Topeka Democrats said Friday that Gov. Sam Brownback's call to make the 6.3 percent state sales tax permanent is a sign that his income tax cuts have endangered the state budget.
"The real budget reality is that this tax cut for the wealthy has put us into a situation where we can't finance some of the core obligations of state government," House Minority Leader Paul Davis of Lawrence said.
Last year, Brownback signed into law cuts in state income tax rates and elimination of income taxes for nearly 200,000 business owners. This year, he has proposed more income tax cuts with the goal being the eventual elimination of the Kansas income tax.
The cuts already enacted have led to an expected budget shortfall and a scramble for revenue as Republican legislative leaders try to negotiate final spending and tax plans.
"The budget reality — what we have is we have a hole for a couple of years," Brownback said, although he has argued the income tax cuts will improve the economy.
Brownback is pushing the Legislature to approve a bill that makes permanent the 6.3 percent state sales tax rate.
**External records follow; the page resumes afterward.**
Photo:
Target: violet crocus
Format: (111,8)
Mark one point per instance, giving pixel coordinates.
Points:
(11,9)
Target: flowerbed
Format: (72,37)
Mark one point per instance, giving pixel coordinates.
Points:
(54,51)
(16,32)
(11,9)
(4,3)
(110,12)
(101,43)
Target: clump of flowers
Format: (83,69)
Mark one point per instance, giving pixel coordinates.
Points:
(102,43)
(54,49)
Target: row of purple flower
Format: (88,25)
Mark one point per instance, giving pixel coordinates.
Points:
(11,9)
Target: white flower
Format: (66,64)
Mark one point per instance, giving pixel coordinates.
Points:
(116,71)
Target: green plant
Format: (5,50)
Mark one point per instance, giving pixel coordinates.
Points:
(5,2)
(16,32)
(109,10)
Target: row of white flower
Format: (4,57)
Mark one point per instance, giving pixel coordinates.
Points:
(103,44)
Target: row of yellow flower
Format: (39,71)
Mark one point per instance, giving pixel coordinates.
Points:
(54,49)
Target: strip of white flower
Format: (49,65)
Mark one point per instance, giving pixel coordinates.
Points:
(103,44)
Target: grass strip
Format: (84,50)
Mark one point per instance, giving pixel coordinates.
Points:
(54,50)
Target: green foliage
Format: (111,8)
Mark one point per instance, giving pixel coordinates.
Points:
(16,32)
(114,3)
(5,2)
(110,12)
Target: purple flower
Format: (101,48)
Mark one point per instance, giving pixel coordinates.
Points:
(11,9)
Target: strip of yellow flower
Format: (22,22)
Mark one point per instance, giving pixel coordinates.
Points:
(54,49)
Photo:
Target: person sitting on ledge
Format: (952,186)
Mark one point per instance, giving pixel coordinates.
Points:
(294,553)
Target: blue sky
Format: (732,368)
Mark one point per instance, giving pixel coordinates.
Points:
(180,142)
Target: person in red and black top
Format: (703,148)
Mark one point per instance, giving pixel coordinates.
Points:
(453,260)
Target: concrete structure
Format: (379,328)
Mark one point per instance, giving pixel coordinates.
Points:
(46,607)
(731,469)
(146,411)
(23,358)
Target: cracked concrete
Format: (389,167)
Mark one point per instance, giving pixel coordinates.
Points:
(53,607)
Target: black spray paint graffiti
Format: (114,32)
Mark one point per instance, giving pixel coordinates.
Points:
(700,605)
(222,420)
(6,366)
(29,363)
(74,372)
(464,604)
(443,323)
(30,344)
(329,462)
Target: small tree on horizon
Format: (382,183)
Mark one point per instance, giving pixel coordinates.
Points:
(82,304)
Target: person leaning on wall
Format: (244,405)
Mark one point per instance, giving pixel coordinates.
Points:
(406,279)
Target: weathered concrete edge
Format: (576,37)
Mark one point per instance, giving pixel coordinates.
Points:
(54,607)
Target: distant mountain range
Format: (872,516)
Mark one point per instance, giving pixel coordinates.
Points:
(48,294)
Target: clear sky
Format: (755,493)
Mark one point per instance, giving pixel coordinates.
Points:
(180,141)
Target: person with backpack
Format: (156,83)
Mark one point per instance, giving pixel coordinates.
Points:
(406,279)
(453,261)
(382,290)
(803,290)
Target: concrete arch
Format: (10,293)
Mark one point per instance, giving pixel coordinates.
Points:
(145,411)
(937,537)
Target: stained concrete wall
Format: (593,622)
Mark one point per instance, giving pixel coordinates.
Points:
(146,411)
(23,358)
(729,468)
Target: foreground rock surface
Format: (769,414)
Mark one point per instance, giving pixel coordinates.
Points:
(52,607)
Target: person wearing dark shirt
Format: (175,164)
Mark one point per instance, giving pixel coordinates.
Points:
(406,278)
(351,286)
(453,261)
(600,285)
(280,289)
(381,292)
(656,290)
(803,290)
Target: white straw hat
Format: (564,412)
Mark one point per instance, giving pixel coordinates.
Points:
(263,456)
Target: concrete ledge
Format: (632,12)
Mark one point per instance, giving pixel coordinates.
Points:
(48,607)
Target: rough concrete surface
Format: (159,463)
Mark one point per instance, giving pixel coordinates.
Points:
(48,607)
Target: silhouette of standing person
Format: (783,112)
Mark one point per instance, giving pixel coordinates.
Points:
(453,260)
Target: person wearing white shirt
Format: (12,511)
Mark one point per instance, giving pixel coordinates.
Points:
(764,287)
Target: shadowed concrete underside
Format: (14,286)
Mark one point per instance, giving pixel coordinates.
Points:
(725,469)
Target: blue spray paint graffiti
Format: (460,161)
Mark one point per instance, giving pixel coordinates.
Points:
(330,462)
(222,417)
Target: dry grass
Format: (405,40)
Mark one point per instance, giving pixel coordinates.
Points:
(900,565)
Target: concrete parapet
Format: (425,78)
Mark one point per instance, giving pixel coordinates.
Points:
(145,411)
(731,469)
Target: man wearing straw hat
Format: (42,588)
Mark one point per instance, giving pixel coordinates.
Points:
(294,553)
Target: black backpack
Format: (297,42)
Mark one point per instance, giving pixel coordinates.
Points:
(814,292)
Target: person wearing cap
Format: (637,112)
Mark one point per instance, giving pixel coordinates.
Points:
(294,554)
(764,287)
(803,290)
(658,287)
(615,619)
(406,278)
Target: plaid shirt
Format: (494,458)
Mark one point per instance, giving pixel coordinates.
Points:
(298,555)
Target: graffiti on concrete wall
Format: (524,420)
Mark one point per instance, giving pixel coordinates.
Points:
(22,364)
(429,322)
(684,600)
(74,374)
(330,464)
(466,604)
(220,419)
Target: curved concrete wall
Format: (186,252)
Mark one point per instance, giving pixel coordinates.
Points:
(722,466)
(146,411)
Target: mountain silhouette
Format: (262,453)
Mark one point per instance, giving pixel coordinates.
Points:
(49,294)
That rate was adopted in 2010 in the face of plummeting state revenue during the recession, but lawmakers made most of the increase temporary. Under current law, the rate will decrease to 5.7 percent on July 1.
Brownback said if the 6.3 percent rate isn't maintained, there may need to be further budget cuts. The higher sales tax rate would provide approximately $260 million more per year.
"Without some major cuts in a lot of places, I don't know how you else you do it," he said.
But Democrats said they don't plan on voting to repeal the scheduled decrease in the sales tax. They said that would be going back on their word to Kansans.
"We made a promise to the people of Kansas that it was a temporary tax and we are going to keep to that promise," Senate Democratic Leader Anthony Hensley of Topeka said.
Democrats said what they would like to see is a re-evaluation of the income tax cuts from last year, but they conceded that won't happen with Brownback in office and large conservative Republican majorities in the House and Senate
"The ultimate solution is in the hands of the voters," Hensley said.